PhD thesis, London School of Economics and Political Science.
Abstract
In recent years, Chinese engagement with Africa has expanded dramatically but has also become increasingly diverse as a wide range of Chinese institutions and individuals have undertaken activities on the continent. This phenomenon has attracted significant interest
from scholars in different disciplines; however, most of the research carried out to date has been relatively macro-level, e.g. looking into international political-economic relations between states. This thesis aims to contribute to the recently emerging research perspective that focuses on Sino-African interactions from the ground up.
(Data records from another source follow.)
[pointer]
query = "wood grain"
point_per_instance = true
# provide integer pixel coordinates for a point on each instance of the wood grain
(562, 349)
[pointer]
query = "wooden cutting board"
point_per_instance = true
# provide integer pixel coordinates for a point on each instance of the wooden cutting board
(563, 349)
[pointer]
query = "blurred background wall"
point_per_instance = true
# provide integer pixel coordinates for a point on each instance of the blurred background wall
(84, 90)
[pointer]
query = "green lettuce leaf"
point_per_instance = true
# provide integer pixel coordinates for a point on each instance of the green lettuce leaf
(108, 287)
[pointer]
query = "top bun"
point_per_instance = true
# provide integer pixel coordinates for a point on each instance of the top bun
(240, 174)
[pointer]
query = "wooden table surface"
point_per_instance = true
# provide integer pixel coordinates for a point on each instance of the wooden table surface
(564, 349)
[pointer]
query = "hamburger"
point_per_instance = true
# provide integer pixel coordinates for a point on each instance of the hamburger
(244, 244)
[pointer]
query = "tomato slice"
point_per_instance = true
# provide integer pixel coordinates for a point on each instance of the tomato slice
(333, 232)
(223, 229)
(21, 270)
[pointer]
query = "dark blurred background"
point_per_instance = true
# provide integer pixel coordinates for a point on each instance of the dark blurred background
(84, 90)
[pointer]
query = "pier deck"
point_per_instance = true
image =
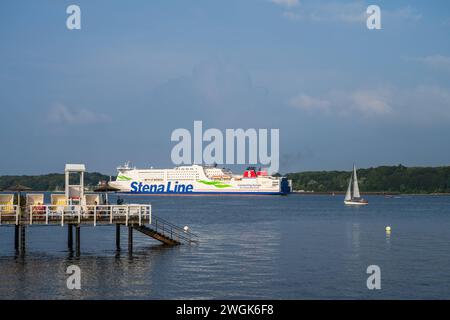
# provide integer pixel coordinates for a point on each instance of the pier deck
(135, 216)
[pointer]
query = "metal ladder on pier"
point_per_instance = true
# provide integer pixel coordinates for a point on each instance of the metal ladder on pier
(166, 232)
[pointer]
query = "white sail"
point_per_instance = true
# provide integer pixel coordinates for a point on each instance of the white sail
(355, 184)
(348, 195)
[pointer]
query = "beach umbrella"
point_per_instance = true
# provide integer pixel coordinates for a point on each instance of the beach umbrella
(18, 188)
(105, 187)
It is based on sixteen months of ethnographic fieldwork carried out mainly in two sites near Lusaka, Zambia: a Chinese state-sponsored ‘agricultural technology demonstration farm’ and a private farm that is owned and run by a Chinese family. With their respective modes of organization and operation, fieldwork in these two farms provided access to very different types of interlocutors and situations. The primary focus in the thesis, building on data from these two contrasting settings, is on everyday situational interactions within the Chinese community itself and, to a lesser extent, between Chinese migrants and their Zambian hosts. The daily patterns of interaction among the Chinese migrants illustrate the essential role that emotion plays in forming and reproducing social relations and groups. On the one hand, in the Chinese folk understanding emotions are stressed and they are seen to be more important than instrumental exchanges when it comes to achieving sustainable relationships. On the other hand, as they are embedded in everyday moral interaction and conversational situations,
the empathetic realization of embedded emotions is held to encourage convivial communication and group formation. At the pragmatic level, I argue that the significant role given to emotion within the folk understanding of social life may actually hinder interaction
with ‘outsiders’. This can be manifested in the form of mismatched ethical practices in the course of everyday interaction. In this particular setting, it therefore causes tension between Chinese migrants and their Zambian hosts. Theoretically, against Potter’s claim that emotion is largely irrelevant in Chinese society, I argue that emotion, with an extensive connotation, is in fact the fundamental factor in the formation and reproduction of Chinese social relations.